ミカンの味 著者 : チョ・ナムジュ
ニックネーム : Maria 掲示日 : 2022-02-18


4人の中学生から高校にあがるまでを追いかけた物語。それぞれの葛藤が綴られる。韓国名に慣れていなくて、今誰の話だっけ?と何度も登場人物欄をみ返しつつ読み進めた。これは個人的に映像化してほしい。そのほうが誰の話で、誰と誰が仲良くて…と言うのがわかりやすいだろう。タイトルについては後半に種明かしがある。読み終えてタイトルをみると、いい題名をつけたものだ。
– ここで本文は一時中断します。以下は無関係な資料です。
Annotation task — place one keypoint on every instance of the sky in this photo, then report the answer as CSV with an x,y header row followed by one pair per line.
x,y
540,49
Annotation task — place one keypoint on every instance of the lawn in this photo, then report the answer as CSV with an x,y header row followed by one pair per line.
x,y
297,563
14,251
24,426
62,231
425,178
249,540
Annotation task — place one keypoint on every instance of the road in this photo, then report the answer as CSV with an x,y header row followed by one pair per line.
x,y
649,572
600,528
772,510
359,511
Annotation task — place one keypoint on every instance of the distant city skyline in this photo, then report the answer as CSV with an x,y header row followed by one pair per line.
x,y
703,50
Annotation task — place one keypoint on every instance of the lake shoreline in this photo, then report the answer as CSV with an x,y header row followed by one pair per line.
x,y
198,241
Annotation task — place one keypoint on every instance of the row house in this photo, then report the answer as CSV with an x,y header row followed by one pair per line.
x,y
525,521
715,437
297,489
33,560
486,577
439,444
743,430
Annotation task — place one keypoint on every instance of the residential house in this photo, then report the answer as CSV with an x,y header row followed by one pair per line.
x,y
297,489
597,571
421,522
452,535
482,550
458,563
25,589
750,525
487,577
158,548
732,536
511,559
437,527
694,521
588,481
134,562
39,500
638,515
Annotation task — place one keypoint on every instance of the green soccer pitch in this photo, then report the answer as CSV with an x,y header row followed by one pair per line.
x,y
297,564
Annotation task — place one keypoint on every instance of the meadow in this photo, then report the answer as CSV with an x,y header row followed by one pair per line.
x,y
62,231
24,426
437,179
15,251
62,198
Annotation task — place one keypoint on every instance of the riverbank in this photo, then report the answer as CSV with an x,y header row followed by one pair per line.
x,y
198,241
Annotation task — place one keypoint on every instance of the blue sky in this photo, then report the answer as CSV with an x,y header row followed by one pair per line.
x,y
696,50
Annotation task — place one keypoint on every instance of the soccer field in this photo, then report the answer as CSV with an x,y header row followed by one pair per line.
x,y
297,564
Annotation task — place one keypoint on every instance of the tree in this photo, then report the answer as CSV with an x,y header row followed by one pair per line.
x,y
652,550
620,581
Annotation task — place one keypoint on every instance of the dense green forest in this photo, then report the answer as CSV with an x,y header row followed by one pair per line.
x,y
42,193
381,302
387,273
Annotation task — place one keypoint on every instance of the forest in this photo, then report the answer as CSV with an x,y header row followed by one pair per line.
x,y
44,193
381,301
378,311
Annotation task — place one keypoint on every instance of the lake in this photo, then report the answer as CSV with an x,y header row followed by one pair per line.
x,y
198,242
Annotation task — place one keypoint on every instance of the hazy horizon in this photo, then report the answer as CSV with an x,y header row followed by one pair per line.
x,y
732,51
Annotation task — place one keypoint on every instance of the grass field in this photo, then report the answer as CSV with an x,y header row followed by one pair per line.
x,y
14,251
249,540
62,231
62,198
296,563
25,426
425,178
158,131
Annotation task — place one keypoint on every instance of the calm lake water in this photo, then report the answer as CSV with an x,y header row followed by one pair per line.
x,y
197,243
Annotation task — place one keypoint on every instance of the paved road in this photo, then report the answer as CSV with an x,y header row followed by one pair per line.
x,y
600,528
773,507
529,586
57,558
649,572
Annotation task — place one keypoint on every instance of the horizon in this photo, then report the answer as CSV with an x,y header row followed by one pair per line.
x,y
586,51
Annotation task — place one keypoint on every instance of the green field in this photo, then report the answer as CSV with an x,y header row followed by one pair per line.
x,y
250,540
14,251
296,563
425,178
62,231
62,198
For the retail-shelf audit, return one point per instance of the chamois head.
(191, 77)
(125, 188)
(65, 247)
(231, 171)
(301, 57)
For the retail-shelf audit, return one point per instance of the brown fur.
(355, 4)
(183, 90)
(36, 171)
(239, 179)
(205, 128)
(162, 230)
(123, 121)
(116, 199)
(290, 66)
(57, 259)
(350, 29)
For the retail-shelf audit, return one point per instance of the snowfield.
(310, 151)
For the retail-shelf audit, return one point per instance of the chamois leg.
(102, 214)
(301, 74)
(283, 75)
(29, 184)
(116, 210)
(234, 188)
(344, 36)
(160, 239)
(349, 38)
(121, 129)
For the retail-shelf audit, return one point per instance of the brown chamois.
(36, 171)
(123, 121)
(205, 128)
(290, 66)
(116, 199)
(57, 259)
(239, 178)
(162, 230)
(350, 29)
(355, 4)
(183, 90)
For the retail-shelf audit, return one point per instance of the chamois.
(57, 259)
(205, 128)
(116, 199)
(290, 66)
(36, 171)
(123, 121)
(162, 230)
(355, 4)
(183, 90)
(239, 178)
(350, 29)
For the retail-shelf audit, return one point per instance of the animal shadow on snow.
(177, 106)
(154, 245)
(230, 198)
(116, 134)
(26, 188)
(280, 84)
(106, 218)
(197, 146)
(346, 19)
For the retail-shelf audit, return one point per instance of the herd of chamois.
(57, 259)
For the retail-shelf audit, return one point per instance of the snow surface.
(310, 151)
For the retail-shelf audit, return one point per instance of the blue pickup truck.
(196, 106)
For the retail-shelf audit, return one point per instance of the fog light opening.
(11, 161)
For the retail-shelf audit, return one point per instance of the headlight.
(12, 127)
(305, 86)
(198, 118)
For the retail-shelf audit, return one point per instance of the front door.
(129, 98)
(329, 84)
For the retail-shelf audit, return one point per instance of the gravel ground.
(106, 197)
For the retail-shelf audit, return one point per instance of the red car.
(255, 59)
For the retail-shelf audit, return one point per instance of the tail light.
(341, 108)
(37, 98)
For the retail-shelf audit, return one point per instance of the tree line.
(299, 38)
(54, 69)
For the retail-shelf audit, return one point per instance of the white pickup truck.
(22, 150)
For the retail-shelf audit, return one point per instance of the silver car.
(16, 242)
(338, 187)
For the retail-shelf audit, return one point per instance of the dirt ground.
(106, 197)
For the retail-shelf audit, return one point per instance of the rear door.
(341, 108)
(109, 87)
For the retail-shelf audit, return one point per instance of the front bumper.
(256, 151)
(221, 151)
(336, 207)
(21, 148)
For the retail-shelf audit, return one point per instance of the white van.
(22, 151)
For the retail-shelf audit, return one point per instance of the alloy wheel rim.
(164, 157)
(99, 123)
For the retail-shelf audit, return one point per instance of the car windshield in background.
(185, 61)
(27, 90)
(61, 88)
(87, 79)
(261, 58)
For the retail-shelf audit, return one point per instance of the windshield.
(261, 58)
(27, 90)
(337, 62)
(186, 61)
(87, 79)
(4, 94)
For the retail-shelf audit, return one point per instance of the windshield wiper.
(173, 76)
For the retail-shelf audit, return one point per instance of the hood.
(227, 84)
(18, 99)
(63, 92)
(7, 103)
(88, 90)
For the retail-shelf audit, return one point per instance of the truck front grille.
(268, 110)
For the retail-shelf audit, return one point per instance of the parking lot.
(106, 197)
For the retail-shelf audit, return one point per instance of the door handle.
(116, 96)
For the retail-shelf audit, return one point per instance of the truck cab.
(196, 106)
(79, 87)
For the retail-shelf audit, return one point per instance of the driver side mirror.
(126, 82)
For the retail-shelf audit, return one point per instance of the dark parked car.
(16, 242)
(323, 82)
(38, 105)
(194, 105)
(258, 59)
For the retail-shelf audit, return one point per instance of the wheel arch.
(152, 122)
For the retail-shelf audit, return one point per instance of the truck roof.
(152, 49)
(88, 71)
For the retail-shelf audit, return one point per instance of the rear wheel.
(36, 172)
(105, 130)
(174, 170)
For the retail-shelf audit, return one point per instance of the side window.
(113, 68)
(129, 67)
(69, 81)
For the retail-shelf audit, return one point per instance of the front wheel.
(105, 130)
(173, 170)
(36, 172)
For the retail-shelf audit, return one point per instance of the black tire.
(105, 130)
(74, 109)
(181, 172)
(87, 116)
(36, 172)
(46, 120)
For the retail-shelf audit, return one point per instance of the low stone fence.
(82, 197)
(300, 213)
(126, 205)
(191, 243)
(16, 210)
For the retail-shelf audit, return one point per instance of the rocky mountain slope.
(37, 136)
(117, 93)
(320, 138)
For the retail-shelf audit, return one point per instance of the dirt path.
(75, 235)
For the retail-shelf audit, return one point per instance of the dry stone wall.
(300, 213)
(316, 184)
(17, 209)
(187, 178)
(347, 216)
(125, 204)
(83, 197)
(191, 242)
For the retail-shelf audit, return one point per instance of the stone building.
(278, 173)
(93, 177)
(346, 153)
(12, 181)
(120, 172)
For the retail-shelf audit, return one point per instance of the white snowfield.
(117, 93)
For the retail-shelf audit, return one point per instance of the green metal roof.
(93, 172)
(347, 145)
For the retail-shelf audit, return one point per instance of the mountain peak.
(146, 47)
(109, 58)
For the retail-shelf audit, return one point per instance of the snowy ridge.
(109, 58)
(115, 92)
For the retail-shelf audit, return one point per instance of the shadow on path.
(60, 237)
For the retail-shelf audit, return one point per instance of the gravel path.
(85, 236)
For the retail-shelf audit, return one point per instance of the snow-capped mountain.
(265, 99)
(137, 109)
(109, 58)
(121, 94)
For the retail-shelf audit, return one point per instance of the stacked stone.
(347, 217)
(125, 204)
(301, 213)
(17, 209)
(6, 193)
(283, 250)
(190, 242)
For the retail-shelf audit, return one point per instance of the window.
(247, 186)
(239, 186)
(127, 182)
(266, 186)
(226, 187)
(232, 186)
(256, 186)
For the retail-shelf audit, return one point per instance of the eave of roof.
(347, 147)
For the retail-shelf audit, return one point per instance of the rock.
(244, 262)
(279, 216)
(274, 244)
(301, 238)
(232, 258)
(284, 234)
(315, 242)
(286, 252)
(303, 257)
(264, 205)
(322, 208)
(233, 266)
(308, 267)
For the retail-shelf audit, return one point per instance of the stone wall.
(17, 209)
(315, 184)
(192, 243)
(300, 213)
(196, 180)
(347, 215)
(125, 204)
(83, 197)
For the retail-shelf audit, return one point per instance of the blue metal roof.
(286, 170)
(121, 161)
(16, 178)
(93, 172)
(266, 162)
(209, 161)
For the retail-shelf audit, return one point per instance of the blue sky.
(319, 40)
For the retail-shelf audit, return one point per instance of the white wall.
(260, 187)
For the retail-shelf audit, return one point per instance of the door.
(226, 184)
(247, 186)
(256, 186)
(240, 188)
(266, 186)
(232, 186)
私自身も進学校に通っていたから、夜7時までは学校で自習(という名の強制)で勉強し、帰宅後も遅くまで勉強していたから、受験勉強の辛さは理解しているつもりだった。しかし韓国の場合は、ボランティア活動などでポイントを稼がなければいけないという点が日本と異なる。勉強に加えてあらゆる方面にアンテナを伸ばし、活動しなければならないのが大変そうだ。部活にまでそれが及んでいるのだから、いつ息抜きをするのだろうと思ってしまう。この小説では良い意味でテンプレートの家族は出てこない。そして4人は全然違う性格で、きっと読めば自分の中学や高校の頃を思い出すだろう。「ああ、こんな子いたな」というふうに。
最後に、「82年、キム・ジヨン」とはまったく異なり、様々な世代目線で書ける腕を持つ著者の幅の広さにあらためて感嘆した。ただし よくよく振り返ると、行間から社会の見えない圧力につぶされたり、またふくらんだりする人々の生活の空気感のようなものが垣間見える。それで、ああ、これはチョ・ナムジュの作品なんだと気づかされる。